Approach:

- Convert image into 1D array
- Save into CSV file
- Used the CSV file to Train the model

## Unsupervised Learning

Step 1: Problem Definition and Objective Setting

    The goal is to classify facial expressions into emotion categories (e.g., anger, happiness, sadness, etc.).
    We’ll use accuracy as the primary evaluation metric.

Import Modules

In [3]:

import pandas as pd
import os
import cv2  # OpenCV for image processing
import numpy as np
from sklearn.model_selection import train_test_split
from tensorflow.keras.models import Sequential
from tensorflow.keras.layers import Conv2D, MaxPooling2D, Flatten, Dense, Dropout
from tensorflow.keras.optimizers import Adam
from sklearn.metrics import confusion_matrix,classification_report

classes (anger, happy, sad, ...)

Directory:


In [None]:
"""

emotion_dataset
    anger
        1.jpg
        2.jpg
        ...
    happy
        1.jpg
    sad
        1.jpg
        
"""

Step 2: Data Collection and Preparation

    Download the FER-2013 dataset from Kaggle and unzip it to a directory, for example, fer2013/.

Approach Used: Load the image in a csv.

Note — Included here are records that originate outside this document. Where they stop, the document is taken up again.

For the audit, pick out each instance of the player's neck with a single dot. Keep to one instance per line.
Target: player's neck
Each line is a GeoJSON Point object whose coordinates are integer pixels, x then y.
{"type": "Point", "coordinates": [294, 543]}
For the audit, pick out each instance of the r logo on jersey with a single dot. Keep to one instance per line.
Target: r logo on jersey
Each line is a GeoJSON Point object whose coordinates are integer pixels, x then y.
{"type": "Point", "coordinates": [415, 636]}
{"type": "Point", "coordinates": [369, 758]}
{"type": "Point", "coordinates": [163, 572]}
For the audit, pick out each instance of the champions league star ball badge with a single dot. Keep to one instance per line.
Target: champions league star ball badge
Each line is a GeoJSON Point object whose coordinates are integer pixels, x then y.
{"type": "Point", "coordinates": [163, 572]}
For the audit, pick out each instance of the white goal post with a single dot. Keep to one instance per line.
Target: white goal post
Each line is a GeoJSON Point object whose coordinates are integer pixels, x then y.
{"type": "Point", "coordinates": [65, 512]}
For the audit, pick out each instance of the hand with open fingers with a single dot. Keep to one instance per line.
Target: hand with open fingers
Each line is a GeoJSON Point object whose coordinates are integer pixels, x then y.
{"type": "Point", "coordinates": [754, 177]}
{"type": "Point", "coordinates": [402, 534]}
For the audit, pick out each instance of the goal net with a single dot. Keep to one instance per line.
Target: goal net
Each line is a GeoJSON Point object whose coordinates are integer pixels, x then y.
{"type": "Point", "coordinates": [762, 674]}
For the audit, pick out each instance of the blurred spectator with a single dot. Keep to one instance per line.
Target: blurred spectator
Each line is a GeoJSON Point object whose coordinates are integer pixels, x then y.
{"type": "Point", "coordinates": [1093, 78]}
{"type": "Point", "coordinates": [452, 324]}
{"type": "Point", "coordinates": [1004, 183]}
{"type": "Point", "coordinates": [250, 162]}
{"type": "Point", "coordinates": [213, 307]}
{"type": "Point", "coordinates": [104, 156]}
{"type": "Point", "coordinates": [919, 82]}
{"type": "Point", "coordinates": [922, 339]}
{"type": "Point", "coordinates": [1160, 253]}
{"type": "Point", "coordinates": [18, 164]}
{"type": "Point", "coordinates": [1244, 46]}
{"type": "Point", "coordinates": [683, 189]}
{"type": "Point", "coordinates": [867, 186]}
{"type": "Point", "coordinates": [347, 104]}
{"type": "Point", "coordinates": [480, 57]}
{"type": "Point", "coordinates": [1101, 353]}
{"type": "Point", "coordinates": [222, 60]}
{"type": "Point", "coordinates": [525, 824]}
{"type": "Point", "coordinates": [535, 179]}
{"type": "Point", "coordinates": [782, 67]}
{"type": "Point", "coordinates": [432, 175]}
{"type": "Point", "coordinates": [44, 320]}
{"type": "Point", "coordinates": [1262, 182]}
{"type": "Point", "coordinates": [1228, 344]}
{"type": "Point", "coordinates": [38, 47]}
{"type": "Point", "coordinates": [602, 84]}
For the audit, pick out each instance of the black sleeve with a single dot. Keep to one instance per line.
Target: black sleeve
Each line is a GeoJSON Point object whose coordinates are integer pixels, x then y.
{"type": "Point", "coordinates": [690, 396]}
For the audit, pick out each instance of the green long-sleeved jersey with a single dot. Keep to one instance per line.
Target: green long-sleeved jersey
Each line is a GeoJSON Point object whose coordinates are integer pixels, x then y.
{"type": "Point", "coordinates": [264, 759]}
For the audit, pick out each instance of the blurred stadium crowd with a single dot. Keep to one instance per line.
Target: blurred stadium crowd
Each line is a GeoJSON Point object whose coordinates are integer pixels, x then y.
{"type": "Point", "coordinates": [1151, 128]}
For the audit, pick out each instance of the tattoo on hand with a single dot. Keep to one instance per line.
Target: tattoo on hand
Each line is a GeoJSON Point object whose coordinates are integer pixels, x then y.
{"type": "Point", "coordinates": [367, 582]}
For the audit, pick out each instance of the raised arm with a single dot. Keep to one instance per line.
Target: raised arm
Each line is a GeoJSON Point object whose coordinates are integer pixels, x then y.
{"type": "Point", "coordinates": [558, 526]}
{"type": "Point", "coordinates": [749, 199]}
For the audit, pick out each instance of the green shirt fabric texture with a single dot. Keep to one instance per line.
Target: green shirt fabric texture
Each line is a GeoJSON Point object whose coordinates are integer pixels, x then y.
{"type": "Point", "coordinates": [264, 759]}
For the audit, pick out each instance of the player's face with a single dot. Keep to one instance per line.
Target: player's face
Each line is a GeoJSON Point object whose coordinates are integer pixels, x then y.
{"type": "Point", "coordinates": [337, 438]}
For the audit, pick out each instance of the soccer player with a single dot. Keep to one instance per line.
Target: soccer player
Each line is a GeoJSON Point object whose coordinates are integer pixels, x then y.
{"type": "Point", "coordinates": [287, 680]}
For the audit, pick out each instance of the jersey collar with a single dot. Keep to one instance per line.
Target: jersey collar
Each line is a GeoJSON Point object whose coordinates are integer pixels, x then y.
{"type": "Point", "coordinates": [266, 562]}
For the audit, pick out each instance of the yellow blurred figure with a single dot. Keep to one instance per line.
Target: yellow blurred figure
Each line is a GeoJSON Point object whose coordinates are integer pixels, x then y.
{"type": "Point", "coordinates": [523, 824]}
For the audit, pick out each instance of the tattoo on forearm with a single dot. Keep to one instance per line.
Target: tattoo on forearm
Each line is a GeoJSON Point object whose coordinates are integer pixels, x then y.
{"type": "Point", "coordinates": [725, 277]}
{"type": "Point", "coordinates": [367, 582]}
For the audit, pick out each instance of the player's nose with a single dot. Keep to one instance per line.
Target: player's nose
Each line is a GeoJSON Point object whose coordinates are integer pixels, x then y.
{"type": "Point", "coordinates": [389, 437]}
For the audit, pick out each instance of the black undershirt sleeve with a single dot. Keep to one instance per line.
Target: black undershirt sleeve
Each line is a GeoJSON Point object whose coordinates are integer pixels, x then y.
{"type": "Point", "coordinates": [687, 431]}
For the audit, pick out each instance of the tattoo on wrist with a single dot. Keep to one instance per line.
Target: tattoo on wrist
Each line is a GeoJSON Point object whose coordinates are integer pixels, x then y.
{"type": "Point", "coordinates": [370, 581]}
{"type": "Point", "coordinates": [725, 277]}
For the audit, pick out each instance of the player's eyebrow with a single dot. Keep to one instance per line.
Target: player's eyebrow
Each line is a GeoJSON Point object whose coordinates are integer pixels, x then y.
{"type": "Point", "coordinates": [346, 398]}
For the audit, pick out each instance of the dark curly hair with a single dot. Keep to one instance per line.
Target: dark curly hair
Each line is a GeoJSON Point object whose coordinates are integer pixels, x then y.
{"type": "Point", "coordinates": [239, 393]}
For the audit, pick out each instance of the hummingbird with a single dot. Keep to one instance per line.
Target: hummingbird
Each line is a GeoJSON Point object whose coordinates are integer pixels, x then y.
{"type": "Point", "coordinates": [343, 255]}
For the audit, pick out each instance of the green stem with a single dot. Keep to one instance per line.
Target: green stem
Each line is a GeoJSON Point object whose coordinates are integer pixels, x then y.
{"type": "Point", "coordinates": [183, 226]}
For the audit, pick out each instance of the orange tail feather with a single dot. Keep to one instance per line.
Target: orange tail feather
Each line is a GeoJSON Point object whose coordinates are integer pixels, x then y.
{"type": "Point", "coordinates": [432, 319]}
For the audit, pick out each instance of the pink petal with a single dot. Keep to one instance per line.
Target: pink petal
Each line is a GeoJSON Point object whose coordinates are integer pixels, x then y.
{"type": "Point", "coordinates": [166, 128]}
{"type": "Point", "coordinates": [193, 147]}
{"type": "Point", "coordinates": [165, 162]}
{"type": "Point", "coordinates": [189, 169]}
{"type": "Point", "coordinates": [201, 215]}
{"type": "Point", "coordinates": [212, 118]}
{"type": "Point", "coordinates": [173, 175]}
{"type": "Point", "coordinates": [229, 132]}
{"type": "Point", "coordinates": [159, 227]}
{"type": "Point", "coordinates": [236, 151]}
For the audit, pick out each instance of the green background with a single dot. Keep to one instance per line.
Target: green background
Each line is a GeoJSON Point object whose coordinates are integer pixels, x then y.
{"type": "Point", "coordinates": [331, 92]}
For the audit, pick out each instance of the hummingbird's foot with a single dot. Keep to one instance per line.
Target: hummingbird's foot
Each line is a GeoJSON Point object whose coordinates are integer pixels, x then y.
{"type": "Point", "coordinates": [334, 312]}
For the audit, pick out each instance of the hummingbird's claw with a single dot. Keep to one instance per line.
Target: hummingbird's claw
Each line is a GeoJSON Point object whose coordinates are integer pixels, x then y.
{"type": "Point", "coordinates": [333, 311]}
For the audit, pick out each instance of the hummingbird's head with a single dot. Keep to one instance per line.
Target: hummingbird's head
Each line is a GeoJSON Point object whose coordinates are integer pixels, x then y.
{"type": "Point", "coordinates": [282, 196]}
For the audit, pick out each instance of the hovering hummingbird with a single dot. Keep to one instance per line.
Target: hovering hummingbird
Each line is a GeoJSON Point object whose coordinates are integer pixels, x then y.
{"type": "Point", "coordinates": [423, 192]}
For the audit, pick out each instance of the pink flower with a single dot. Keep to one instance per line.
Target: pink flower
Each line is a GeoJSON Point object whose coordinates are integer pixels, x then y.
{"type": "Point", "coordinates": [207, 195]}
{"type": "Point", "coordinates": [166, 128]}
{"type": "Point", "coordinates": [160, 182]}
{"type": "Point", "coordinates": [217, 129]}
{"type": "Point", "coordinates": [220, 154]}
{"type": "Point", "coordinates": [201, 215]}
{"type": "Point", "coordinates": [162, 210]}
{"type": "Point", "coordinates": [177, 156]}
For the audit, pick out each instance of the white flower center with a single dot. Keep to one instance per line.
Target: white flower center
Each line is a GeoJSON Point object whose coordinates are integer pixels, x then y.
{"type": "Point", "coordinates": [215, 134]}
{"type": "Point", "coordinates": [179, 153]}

The csv file will used to train the model.

- Load Image Dataset into CSV

Here’s a complete example using Python, assuming you have a folder of images and you want to create a CSV file with pixel values and labels (if applicable).

Assumptions:

    - Images are in a directory named images/.
    - Labels are either embedded in the file names (e.g., happy_01.jpg, sad_02.jpg) or you have a separate list of labels.

Use this code

In [None]:
# emotion_dataset
#     anger_1.jpg
#     anger_2.jpg
#     happy_1.jpg
#     sad_1.jpg

# Directory containing images
image_dir = 'emotion_image_datasets/'
image_size = (48, 48)  # Desired image size (48x48 for FER-2013)

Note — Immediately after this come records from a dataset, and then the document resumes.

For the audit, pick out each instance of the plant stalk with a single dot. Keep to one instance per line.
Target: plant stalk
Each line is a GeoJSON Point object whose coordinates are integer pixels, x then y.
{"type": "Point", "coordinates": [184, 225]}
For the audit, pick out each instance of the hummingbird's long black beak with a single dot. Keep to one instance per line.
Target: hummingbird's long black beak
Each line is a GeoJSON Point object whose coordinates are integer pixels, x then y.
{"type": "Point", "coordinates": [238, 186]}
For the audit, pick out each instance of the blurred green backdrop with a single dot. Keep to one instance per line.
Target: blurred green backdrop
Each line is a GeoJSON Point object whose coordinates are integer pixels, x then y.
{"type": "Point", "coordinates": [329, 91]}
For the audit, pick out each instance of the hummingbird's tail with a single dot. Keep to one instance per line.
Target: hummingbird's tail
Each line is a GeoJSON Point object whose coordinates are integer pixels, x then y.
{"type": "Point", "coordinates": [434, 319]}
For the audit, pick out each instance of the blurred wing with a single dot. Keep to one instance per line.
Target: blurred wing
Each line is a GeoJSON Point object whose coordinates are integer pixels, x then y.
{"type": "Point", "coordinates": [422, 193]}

# Initialize lists to hold data
data = []
labels = []

# Loop through all images in the directory
for filename in os.listdir(image_dir):
    if filename.endswith('.jpg') or filename.endswith('.png'):
        img_path = os.path.join(image_dir, filename)
        
        # Load the image using OpenCV
        img = cv2.imread(img_path, cv2.IMREAD_GRAYSCALE)  # Read image in grayscale
        img = cv2.resize(img, image_size)  # Resize image to the desired size

        # Flatten the image to a 1D array
        img_flat = img.flatten()
        
        # Extract label from filename (if applicable)
        # Example: 'happy_01.jpg' -> label 'happy'
        label = filename.split('_')[0]  # Assuming label is the first part before '_'
        
        # Append image data and label to lists
        data.append(img_flat)
        labels.append(label)

# Create a DataFrame from the data
df = pd.DataFrame(data)
df['emotion'] = labels  # Add the labels as a new column

# Save the DataFrame to a CSV file
csv_path = 'emotion_datasets.csv'
df.to_csv(csv_path, index=False)

print(f'Data saved to {csv_path}')


OR

In [1]:
# emotion_dataset
#     anger
#         1.jpg
#         2.jpg
#         ...
#     happy
#         1.jpg
#     sad
#         1.jpg

# Directory containing subfolders of images
dataset_dir = 'emotion_image_datasets/'
image_size = (48, 48)  # Desired image size (e.g., 48x48 for FER-2013)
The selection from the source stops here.